Przulj Natasa
Computer Science Department, University of California, Irvine, CA 92697-3425, USA.
Bioinformatics. 2007 Jan 15;23(2):e177-83. doi: 10.1093/bioinformatics/btl301.
Analogous to biological sequence comparison, comparing cellular networks is an important problem that could provide insight into biological understanding and therapeutics. For technical reasons, comparing large networks is computationally infeasible, and thus heuristics, such as the degree distribution, clustering coefficient, diameter, and relative graphlet frequency distribution have been sought. It is easy to demonstrate that two networks are different by simply showing a short list of properties in which they differ. It is much harder to show that two networks are similar, as it requires demonstrating their similarity in all of their exponentially many properties. Clearly, it is computationally prohibitive to analyze all network properties, but the larger the number of constraints we impose in determining network similarity, the more likely it is that the networks will truly be similar.
We introduce a new systematic measure of a network's local structure that imposes a large number of similarity constraints on networks being compared. In particular, we generalize the degree distribution, which measures the number of nodes 'touching' k edges, into distributions measuring the number of nodes 'touching' k graphlets, where graphlets are small connected non-isomorphic subgraphs of a large network. Our new measure of network local structure consists of 73 graphlet degree distributions of graphlets with 2-5 nodes, but it is easily extendible to a greater number of constraints (i.e. graphlets), if necessary, and the extensions are limited only by the available CPU. Furthermore, we show a way to combine the 73 graphlet degree distributions into a network 'agreement' measure which is a number between 0 and 1, where 1 means that networks have identical distributions and 0 means that they are far apart. Based on this new network agreement measure, we show that almost all of the 14 eukaryotic PPI networks, including human, resulting from various high-throughput experimental techniques, as well as from curated databases, are better modeled by geometric random graphs than by Erdös-Rény, random scale-free, or Barabási-Albert scale-free networks.

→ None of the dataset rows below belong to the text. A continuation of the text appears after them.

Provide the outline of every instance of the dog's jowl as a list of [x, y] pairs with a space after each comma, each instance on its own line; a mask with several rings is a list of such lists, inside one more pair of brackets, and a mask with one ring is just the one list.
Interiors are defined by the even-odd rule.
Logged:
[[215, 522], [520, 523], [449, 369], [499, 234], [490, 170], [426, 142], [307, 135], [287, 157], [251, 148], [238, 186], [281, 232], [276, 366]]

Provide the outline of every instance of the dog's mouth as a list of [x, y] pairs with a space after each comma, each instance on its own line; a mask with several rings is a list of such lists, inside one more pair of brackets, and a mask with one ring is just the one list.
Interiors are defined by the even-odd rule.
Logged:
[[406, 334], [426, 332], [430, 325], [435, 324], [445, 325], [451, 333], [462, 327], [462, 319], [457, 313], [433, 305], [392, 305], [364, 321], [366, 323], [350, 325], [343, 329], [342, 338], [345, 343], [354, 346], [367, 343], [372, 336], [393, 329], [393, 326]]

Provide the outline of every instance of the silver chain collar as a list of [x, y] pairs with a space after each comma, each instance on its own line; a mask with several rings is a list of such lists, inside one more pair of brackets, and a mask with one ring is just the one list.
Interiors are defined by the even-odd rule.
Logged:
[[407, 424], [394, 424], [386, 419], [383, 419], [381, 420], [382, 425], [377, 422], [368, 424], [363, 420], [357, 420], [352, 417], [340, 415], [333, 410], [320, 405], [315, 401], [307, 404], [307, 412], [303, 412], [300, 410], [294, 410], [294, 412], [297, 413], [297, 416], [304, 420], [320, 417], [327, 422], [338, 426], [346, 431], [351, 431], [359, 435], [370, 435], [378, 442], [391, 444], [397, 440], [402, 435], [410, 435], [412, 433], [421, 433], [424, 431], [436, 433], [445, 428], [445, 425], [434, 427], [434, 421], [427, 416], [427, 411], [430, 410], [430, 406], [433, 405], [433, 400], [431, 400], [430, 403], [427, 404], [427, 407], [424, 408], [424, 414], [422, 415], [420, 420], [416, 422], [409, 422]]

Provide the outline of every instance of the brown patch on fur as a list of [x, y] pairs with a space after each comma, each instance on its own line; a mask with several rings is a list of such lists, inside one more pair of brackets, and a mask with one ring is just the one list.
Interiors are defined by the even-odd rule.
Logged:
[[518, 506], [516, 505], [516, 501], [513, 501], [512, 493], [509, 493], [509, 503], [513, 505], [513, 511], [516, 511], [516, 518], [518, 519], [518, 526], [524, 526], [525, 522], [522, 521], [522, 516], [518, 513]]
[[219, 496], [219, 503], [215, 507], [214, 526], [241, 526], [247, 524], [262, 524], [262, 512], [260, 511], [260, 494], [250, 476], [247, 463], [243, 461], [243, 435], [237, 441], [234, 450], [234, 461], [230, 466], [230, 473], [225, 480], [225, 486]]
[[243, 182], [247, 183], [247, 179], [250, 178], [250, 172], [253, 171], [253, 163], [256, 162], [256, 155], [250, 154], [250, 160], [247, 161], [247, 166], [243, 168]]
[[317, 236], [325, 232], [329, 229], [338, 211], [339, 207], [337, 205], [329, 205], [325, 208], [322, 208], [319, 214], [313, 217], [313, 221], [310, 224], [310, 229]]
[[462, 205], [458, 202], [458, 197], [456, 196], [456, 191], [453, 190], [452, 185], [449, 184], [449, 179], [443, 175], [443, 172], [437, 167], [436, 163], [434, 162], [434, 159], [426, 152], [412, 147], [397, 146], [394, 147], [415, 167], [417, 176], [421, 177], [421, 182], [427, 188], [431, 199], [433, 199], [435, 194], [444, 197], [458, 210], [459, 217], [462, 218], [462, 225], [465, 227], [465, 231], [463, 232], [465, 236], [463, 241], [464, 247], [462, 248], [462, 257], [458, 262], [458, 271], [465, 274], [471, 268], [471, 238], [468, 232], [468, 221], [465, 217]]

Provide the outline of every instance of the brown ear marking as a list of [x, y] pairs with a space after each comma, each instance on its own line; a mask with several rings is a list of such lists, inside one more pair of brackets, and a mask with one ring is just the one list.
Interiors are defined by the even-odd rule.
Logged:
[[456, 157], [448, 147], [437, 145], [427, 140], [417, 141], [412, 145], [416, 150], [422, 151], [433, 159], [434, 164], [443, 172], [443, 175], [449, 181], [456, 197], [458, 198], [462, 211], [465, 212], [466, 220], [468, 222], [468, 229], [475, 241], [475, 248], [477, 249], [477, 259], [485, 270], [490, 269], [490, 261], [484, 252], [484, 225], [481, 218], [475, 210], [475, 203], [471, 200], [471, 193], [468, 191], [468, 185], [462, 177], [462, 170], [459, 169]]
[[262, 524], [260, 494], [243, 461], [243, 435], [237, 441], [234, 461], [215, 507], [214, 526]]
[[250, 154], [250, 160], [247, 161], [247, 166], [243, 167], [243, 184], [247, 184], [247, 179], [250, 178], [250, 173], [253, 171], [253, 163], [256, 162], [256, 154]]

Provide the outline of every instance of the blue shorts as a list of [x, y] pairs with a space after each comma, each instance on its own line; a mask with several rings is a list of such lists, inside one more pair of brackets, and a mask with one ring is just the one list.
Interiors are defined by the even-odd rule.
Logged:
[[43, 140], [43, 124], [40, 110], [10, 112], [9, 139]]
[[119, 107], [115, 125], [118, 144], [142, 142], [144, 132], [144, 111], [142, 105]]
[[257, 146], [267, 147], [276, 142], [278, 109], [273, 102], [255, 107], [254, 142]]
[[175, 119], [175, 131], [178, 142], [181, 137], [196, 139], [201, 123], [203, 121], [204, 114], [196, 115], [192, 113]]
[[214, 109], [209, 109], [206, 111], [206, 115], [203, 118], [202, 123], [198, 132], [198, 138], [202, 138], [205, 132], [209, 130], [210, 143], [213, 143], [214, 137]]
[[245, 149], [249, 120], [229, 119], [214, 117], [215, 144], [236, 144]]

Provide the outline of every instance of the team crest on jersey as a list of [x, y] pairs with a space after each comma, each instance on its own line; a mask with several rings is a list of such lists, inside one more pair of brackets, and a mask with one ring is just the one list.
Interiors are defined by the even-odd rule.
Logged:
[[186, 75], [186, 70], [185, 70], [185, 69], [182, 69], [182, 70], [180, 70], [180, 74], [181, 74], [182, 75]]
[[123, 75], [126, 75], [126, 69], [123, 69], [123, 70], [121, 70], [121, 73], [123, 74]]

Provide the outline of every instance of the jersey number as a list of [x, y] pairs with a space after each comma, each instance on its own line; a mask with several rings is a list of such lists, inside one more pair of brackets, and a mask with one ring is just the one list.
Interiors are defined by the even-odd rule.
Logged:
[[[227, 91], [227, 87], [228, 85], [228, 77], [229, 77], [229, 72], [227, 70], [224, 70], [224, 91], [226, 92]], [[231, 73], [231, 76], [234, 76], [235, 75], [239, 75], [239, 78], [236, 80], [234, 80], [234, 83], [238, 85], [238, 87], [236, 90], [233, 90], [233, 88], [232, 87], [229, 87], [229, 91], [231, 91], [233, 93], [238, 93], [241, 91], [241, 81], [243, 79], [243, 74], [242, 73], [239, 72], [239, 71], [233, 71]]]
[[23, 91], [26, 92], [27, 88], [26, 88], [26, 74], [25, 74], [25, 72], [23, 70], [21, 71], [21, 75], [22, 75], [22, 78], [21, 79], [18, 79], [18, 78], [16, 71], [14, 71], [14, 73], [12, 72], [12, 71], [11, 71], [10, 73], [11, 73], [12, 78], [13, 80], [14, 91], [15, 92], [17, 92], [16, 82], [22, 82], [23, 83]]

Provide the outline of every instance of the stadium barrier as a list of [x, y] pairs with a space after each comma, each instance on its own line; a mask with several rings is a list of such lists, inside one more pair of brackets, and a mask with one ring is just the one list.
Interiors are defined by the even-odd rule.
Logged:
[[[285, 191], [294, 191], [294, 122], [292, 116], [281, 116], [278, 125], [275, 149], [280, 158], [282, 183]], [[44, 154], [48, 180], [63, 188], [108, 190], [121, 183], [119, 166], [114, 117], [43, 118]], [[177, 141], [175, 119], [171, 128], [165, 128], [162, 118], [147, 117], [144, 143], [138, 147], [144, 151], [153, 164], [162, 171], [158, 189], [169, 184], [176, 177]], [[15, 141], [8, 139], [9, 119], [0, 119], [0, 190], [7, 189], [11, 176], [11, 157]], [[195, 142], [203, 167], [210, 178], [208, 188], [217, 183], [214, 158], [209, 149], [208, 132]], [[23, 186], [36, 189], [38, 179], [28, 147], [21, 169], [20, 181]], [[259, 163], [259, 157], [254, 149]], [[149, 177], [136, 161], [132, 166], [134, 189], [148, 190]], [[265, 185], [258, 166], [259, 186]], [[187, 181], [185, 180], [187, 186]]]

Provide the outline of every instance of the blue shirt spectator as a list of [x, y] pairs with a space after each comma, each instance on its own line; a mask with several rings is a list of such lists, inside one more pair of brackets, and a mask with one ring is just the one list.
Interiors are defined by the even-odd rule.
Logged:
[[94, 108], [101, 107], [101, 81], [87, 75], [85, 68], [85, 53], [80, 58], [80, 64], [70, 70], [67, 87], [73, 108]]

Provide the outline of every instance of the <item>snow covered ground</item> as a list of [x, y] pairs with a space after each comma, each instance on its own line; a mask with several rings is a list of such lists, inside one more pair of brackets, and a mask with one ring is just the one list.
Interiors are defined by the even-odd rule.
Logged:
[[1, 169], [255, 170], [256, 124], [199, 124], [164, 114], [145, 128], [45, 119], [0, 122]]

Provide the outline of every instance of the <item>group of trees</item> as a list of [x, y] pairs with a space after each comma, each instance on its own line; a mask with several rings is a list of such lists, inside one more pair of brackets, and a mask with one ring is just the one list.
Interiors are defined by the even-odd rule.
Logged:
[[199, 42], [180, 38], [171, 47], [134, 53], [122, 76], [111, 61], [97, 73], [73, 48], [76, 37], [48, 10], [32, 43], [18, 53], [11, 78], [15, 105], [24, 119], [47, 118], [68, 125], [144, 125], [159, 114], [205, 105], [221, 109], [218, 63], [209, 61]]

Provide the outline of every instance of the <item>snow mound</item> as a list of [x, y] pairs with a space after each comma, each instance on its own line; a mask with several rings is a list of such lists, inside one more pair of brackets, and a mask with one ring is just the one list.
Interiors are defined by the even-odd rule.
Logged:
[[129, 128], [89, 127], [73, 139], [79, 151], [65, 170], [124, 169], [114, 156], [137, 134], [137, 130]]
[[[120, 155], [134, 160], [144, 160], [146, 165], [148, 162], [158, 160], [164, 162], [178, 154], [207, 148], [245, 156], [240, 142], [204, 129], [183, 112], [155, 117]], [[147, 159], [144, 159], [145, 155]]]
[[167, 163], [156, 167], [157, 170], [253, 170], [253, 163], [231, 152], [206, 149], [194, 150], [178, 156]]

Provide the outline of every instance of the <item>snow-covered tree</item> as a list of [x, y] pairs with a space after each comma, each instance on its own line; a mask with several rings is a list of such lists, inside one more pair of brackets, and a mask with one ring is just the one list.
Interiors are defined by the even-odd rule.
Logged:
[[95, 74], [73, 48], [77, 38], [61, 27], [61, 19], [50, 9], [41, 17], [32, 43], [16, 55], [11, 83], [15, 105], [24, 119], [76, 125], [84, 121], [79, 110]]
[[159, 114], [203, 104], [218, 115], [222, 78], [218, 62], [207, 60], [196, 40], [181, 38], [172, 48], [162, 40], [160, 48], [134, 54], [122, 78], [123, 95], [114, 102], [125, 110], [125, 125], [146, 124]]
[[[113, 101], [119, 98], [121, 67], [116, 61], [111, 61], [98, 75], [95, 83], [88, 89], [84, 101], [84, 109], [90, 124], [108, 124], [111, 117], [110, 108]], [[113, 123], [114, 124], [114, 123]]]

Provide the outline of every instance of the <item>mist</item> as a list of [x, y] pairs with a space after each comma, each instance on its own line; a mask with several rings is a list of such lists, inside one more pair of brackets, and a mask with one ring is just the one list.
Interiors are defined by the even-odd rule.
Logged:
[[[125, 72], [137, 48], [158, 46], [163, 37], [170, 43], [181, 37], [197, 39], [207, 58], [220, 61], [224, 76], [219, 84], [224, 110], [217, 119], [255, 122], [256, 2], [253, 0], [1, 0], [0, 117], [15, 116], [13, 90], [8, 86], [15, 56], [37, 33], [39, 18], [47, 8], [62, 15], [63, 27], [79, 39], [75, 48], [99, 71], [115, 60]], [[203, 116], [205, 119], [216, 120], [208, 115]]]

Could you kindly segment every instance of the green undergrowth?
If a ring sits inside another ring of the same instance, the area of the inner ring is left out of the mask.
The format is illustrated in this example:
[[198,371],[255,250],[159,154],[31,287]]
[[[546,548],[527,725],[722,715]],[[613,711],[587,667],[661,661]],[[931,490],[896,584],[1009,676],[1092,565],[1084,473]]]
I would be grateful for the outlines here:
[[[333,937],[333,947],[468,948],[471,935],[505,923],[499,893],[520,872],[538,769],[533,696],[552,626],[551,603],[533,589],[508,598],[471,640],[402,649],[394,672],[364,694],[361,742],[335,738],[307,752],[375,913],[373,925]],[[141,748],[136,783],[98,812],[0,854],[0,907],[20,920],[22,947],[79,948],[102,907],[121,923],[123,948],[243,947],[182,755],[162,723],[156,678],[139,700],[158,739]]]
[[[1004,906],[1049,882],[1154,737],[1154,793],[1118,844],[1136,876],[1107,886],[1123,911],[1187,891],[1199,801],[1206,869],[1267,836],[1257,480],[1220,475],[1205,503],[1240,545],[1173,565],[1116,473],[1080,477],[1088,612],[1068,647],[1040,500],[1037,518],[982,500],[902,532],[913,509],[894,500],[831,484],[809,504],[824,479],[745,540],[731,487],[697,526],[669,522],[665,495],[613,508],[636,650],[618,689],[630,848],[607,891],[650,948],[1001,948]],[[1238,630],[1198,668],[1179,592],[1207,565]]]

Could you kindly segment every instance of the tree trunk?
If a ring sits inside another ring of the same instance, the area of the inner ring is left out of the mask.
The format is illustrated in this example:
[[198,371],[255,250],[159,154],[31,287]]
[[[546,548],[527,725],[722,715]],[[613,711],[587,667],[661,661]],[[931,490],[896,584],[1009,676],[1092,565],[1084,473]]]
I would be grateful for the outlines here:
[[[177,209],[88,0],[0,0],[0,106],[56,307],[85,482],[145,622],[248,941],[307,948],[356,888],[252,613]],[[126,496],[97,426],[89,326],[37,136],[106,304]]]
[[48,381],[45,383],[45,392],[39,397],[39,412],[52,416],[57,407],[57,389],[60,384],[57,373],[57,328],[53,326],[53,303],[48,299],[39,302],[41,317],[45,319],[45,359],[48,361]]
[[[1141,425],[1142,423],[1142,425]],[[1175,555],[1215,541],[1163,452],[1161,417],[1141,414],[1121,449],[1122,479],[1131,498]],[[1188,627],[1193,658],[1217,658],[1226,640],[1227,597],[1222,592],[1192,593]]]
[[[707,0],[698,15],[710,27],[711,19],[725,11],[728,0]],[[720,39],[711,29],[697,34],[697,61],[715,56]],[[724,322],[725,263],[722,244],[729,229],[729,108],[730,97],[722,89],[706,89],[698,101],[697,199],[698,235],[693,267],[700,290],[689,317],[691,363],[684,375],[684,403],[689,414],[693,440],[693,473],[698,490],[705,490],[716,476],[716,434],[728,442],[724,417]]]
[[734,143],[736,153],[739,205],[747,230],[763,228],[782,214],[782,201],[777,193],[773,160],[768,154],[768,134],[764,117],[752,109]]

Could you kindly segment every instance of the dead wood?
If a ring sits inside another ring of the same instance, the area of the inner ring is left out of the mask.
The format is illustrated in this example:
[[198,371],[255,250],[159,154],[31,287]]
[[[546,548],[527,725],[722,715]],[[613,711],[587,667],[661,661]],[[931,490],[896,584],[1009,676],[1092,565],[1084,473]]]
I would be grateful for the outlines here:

Software executables are available upon request.
类似于生物序列比较,比较细胞网络是一个重要问题,可为生物学理解和治疗学提供见解。由于技术原因,比较大型网络在计算上是不可行的,因此人们一直在寻找启发式方法,例如度分布、聚类系数、直径和相对图元频率分布。通过简单列出两个网络不同的一小部分属性,很容易证明它们是不同的。而要证明两个网络相似则困难得多,因为这需要证明它们在指数级数量的所有属性上都相似。显然,分析所有网络属性在计算上是禁止的,但我们在确定网络相似性时施加的约束越多,网络真正相似的可能性就越大。
我们引入了一种新的网络局部结构系统度量,该度量对被比较的网络施加了大量相似性约束。特别是,我们将度分布(用于测量“接触”k条边的节点数量)推广为测量“接触”k个图元的节点数量的分布,其中图元是大型网络中连通的非同构小子图。我们新的网络局部结构度量由73个2至5个节点的图元的图元度分布组成,但如有必要,它很容易扩展到更多约束(即图元),并且扩展仅受可用CPU的限制。此外,我们展示了一种将73个图元度分布组合成网络“一致性”度量的方法,该度量是一个介于0和1之间的数字,其中1表示网络具有相同的分布,0表示它们相差很远。基于这种新的网络一致性度量,我们表明,几乎所有14个真核生物蛋白质-蛋白质相互作用(PPI)网络,包括来自各种高通量实验技术以及经过整理的数据库的人类PPI网络,用几何随机图建模比用厄多斯-雷尼随机图、随机无标度图或巴拉巴西-阿尔伯特无标度网络建模更好。
可根据请求提供软件可执行文件。